The District Court of Amsterdam has referred preliminary questions to the Court of Justice (regarding the right to residence of third-country national parents of Dutch children on the basis of Article 20 on the Treaty on the functioning of the European Union (also referred to in the Netherlands as the Chavez-Vilchez right of residence). The questions are formulated as follows:
- Is it within the competence of the Member States to determine whether the right of residence on the basis of Article 20 TFEU is in itself of a temporary or a non-temporary nature, or should it be interpreted in conformity with Union law?
- If interpretation must be in conformity with Union law, does a distinction [then] exist, when applying Directive 2003/109/EC, between the various dependents’ residence rights to which third-country nationals are entitled on the basis of Union law, including the dependent’s right of residence granted to a family member of a Union citizen on the basis of the Residence Directive and the right of residence on the basis of Article 20 TFEU?
- Is the right of residence on the basis of Article 20 TFEU, which by its nature depends on the existence [of] a relationship of dependency between the third-country national and the Union citizen and is therefore finite, of a temporary nature?
- If the right of residence on the basis of Article 20 TFEU is of a temporary nature, must Article 3(2)(e) of the Directive [then] be interpreted as precluding national legislation which only excludes residence permits issued under national law from acquiring long-term residence status within the meaning of the Directive?

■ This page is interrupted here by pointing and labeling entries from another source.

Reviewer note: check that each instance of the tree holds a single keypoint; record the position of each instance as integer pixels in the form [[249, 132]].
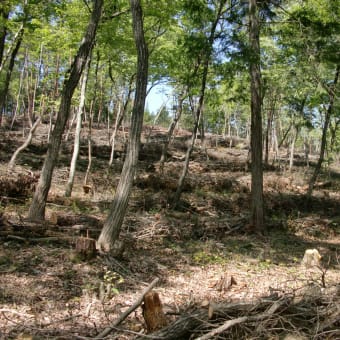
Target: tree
[[257, 213], [113, 223], [37, 207], [75, 154]]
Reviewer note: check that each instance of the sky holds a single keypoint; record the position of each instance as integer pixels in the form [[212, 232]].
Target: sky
[[158, 95]]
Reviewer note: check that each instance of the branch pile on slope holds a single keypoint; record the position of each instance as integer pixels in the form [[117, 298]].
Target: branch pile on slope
[[15, 186], [312, 313]]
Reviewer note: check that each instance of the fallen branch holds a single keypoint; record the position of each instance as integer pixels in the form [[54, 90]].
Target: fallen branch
[[276, 305], [124, 315]]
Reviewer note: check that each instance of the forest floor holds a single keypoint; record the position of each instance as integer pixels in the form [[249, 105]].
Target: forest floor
[[47, 292]]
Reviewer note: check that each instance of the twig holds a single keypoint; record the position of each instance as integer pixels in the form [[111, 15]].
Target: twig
[[124, 315], [5, 310], [275, 306]]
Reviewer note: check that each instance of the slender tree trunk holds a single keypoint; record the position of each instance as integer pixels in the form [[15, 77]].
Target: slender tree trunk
[[324, 133], [89, 146], [171, 130], [257, 213], [17, 105], [69, 185], [268, 132], [292, 147], [4, 90], [199, 109], [37, 208], [119, 120], [27, 142], [4, 13], [114, 221]]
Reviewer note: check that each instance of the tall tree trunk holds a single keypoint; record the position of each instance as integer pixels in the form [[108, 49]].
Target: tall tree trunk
[[114, 221], [89, 146], [292, 147], [270, 118], [4, 90], [171, 130], [22, 147], [257, 214], [69, 185], [37, 208], [324, 133], [119, 119], [4, 13], [199, 109]]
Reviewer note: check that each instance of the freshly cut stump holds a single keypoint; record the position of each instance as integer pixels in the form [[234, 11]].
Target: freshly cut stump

The main focus of this expert opinion is the question whether the right of residence based on Article 20 TFEU is of a temporary nature, purely because the EU citizen child will at some point become an adult and the relationship of dependency is presumed to end at this point. More specifically it examines whether this right of residence is ‘temporary’ in the light of Article 3(2)(e) of the Long Term Residence Directive (Directive 2003/109/EC, LTRD).

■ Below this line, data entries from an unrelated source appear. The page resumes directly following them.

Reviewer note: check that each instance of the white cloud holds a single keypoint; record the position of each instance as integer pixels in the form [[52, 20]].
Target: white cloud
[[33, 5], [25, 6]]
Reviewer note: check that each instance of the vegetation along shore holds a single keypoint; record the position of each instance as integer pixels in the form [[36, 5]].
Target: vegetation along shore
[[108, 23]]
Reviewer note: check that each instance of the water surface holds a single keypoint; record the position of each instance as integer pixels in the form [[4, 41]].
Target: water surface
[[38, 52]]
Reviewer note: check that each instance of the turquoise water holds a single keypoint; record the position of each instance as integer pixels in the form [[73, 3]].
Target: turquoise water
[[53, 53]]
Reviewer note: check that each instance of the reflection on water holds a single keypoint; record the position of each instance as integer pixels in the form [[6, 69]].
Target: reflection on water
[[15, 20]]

The expert opinion first addresses the first preliminary question of whether or not it should be within the competence of the EU to define what constitutes ‘temporary grounds’ under the LTRD. It is contended that this question should be answered in the affirmative
Second, the expert opinion assesses whether the Chavez-Vilchez right of residence should be considered as temporary or non-temporary from the outset, at the moment this right is first granted to the TCN parent. In this context, it looks at the purpose of the LTRD. Moreover, it compares the Chavez-Vilchez right of residence with rights of residence, which are clearly considered of a temporary nature under the LTRD (au pairs, seasonal workers and service providers). The expert opinion also looks at the nature of other rights of residence, which are dependent on family ties (the right of residence of family members of EU citizens under the CD and the right to family reunification under the FRD). It concludes that that the Chavez-Vilchez residence right cannot be considered temporary at the moment they are granted.

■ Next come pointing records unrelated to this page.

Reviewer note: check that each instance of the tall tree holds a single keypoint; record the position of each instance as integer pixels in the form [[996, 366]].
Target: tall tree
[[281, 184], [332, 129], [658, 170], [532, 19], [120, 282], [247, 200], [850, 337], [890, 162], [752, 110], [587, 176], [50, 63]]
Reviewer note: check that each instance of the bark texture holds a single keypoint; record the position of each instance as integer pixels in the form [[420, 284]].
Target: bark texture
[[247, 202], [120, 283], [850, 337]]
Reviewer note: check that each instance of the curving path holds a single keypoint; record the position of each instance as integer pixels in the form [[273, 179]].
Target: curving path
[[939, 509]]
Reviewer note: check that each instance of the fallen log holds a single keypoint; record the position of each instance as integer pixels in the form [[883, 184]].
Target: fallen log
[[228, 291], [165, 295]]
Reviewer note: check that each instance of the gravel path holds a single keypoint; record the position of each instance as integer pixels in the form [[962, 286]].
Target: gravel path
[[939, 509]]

Finally, the expert opinion argues that de facto long-term residence, is decisive for the legal qualification a right of residence as non-temporary. It is demonstrated that it is an important element of EU law that de facto long-term residence cannot indefinitely be qualified as temporary. De facto long-term residence generally also leads to more protection. It is argued that the duration of the residence and the integration of the TCN parent should make it possible to obtain a permanent residence permit under EU law. This is based on the rootedness of the individual and the objective of EU Law to genuinely integrate (TCN family members of) EU citizens and TCN sponsors in the society of the hosting Member State.
The expert opinion can be downloaded here:
On 7 September 2022, the Court of Justice ruled that the Chavez-Vilchez right of residence cannot be considered ‘temporary’ in the meaning of Article 3 of the Long Term Residence Directive. The CJEU holds that the ordinary meaning of the words ‘solely on temporary grounds’ is that the residence was intended to be for a short period from the start. Here, the CJEU refers to the examples of temporary residence mentioned in Article 3 of the Directive: residence as au pair, seasonal worker, worker posted by a service provider or cross-border provider of services. The objective characteristic of these types of residence is that they are strictly limited in time and are indented to be residence for a short period. Therefore they make it impossible that the third-country national will settle on the territory of the Member State. The CJEU rules that the Chavez-Vilchez right of residence lacks that objective characteristic. The CJEU stresses that the relationship of dependency between parent and child is crucial where it concerns the Chavez-Vilchez right of residence. Even though this relation of dependency generally disappears over time, it is not short-lived. Therefore, long-term residency in the Union is not excluded. Moreover, the CJEU refers to the main purpose of the Long Term Residence Directive: the integration of third-country nationals in the Union. In this context, it notes that the Chavez-Vilchez right of residence usually lasts a considerable period of time and grants third-country nationals the right to work, which reinforces their ties with the Member State. Finally, it considers that third-country nationals with a Chavez-Vilchez right of residence must fulfill the requirements for long-term residency, such as the income requirements and (if the Member State has implemented this) integration requirements.